As marketers debate over how to engage digital consumers, younger generations are increasingly installing ad blockers to avoid the hassle of interacting with advertisements. Verizon Media research director Anita Caras blames the ad industry for this in her Transforming the Journey panel, held last week at The Big Bang event hosted by The Drum, in partnership with Marin.
Rather than continue creating “intrusive ads” that disappoint consumers, Caras suggests native advertising as a more efficient option. She’s urges advertisers to see this as a wake-up call, revealing that one in two young people currently use ad blockers. Caras said, “That’s a significant amount of eyeballs we’re losing because of what we've done and what we continue to do.”
Caras defines native advertising as: “a paid advertising experience that integrates itself within the page, the site, the content. It flows naturally within the form and function within which it sits. When we think about user journeys, if it's flowing within that form or function, then it’s not being intrusive in that journey; it’s become a part of the journey.”
Ease of experience
Native advertising attempts to create a more seamless and pain free experience for the digital consumer. Verizon Media conducted research on industry insiders and consumers across the UK, France and Germany to find out about their relationship with adverts and understand their behaviours around them. Accumulating over 1.5 million data points over 60 hours of interactions, the team at Verizon Media were able to monitor how participants responded to ads on a page within a controlled environment and work out what metrics to use. The survey also aimed to redefine native as a format, comparing the amount of interactions people were having on the page in a native experience versus a non-native one, looking at premium and non-premium environments and considering the active view time that people spent looking at ads.

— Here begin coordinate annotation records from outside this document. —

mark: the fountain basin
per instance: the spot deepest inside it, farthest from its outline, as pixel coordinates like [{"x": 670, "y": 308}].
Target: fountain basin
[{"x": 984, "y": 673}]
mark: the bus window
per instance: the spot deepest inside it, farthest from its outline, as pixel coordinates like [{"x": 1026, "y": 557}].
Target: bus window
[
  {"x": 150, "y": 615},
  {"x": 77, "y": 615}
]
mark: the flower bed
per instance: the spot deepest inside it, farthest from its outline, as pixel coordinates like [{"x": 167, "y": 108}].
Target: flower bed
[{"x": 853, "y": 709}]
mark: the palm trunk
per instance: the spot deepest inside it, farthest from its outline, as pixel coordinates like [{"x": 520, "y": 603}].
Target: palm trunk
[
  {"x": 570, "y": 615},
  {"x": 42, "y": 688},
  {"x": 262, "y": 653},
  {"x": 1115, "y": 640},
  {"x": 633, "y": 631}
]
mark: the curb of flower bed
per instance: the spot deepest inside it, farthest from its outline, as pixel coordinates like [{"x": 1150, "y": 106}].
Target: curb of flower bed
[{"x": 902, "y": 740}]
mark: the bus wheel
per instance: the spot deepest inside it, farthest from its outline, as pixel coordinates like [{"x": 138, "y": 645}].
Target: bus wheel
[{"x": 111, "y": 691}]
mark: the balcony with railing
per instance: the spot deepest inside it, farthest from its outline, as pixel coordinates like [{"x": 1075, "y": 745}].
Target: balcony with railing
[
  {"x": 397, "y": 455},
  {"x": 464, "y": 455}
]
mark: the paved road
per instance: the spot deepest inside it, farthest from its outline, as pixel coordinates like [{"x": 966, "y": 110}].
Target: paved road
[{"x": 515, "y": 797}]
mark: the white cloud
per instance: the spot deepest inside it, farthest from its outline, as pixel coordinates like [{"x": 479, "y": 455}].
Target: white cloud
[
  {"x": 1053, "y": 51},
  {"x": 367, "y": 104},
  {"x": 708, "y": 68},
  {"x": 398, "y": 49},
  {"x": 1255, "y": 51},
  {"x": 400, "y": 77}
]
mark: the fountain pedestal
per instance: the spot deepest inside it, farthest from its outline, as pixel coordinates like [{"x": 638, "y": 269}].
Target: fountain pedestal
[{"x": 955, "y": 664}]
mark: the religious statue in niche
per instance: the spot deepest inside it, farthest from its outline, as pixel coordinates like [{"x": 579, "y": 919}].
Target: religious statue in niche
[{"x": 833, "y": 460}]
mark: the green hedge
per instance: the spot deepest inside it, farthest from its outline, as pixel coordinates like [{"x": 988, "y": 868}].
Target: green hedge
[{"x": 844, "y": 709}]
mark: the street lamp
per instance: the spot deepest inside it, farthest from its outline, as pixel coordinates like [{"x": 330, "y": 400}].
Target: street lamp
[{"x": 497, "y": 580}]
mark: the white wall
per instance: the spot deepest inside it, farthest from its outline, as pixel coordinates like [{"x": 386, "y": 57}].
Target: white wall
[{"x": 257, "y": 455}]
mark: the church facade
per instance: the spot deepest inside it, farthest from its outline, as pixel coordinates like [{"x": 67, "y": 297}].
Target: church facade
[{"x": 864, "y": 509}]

“How do we create brand safe environments for brands, at scale, that constantly innovate?” asked Caras. Surviving as a digital brand is tough, with Caras admitting that up to 75% of brands could disappear tomorrow and people wouldn't notice. Cultivating brand love is important but cutting through the noise of online is hard.
“People seek a seamless experience,” said Caras. “Native allows ads to blend into the page, with four out of five consumers accepting that as a form of content, if the value exchange is right. If youre giving them utility, people want it. They know, that stuff doesn’t come for free. Advertising does enable things to happen. So, let’s make sure that it’s a two-way conversation.”
The research revealed that 23% of consumers agreed to ads if they looked natural within that environment, which increased to 34% on mobile. And of those surveyed, 12% said that native ads flowed better within content, suggesting that native advertising could have a viable future across mobile and screen platforms. In particular
Click through matters
"Native does give us good click through rates, but that doesn’t tell us the whole story. We need to think beyond that. Look at the overall experience – consciously and subconsciously – and consider whether there are heightened levels of engagement,” said Caras. “Because then that could drive greater brand advocacy.”
The research compared in-feed advertising, ads nestled within the contents of a page, with bottom of the page marketing and display ads. Of these, Caras admits that in-feed ads provided more heightened responses subconsciously, with viewers engaging with the content 2.5x more and driving likelihood to purchase up by 25%. So, applied in the right context, native advertising can drastically bolster brand profitability and longevity and take consumers through the purchase process more efficiently.
While native advertising is still affected by ad blockers depending on how the controls are activated, Caras revealed that some “people are coming off of ad blockers because they’re not getting personalised ads; that they’re not getting the level of intelligence they require.” She thinks that if brands can learn to tap into what consumers want and feed into their decision journey, they could be accepted by customers.
“GDPR threw it back to us,” said Caras. “Because we needed to be more mindful of giving people what they want. If you're not trying to be useful, if you're not trying to be interesting or valuable to a customer... then of course people will block you out." It’s about getting the value exchange right.